L’histoire est essentiellement une histoire de mort, mort considérée comme une force de séduction et d’immortalité, une histoire sur le désir de la mort. Cependant le problème qui m’intéressait surtout était celui de l’ambiguïté de l’artiste, la tragédie de la maîtrise de son Art. La passion comme désordre et dégradation était le vrai sujet de ma fiction.

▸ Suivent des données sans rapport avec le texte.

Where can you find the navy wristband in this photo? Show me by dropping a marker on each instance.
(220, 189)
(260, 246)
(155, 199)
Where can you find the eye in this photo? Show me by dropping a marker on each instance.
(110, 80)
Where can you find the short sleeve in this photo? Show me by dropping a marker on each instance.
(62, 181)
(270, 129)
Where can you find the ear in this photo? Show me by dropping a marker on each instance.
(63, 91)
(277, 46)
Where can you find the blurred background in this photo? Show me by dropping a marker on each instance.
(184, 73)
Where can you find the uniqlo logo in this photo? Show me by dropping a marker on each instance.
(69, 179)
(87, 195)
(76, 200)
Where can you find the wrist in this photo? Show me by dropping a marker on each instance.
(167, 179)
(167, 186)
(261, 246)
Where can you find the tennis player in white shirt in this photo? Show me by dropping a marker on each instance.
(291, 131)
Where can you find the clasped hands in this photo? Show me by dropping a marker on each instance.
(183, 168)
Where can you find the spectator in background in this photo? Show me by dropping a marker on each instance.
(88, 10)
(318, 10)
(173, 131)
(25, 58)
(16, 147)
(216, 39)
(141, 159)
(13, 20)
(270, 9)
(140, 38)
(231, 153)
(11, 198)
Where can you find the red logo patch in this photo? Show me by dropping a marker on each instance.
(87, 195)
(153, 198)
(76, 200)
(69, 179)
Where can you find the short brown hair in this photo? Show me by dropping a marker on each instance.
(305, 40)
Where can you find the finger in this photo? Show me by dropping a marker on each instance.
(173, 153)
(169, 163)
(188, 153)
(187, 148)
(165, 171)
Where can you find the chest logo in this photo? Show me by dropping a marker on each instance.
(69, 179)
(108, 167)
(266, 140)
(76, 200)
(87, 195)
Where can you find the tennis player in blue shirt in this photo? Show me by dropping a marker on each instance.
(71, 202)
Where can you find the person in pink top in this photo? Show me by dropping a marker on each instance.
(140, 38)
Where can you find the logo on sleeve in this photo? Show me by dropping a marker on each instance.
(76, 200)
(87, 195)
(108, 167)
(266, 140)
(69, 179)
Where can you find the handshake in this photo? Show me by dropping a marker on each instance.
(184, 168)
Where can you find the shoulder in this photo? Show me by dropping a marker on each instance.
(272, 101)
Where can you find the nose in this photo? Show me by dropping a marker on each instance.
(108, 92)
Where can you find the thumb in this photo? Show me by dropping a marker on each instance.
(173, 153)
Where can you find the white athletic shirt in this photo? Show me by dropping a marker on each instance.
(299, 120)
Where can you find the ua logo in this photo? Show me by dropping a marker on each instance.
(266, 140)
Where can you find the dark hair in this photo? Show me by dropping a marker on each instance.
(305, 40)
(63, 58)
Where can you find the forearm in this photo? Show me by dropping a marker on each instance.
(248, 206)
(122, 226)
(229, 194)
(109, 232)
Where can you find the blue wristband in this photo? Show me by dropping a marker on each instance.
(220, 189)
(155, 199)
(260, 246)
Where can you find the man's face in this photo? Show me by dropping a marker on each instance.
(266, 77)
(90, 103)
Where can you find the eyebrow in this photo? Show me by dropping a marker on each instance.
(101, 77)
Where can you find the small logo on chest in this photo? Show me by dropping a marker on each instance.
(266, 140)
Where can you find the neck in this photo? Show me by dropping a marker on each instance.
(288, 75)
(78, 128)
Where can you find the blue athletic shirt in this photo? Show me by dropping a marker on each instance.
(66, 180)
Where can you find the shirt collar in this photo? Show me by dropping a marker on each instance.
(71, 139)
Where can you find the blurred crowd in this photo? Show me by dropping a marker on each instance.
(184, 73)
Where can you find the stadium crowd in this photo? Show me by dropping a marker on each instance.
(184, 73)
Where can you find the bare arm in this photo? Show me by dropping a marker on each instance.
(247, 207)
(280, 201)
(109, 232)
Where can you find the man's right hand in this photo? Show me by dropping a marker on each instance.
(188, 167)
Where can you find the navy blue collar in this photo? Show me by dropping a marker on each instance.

Ce que je voulais raconter à l’origine n’avait rien d’homosexuel ; c’était l’histoire du dernier amour de Goethe à soixante dix ans, pour Ulrike von Levetzow, une jeune fille de Marienbad : Une histoire méchante, belle, grotesque, dérangeante qui est devenue La Mort à Venise. À cela s’est ajoutée l’expérience de ce voyage lyrique et personnel qui m’a décidé à pousser les choses à l’extrême en introduisant le thème de l’amour interdit. Le fait érotique est ici une aventure anti-bourgeoise, à la fois sensuelle et spirituelle.
Stefan George a dit que dans La Mort à Venise tout ce qu’il y de plus haut est abaissé à devenir décadent et il a raison ».


Cité par wikipedia, "La Mort à Venise" (Nouvelle).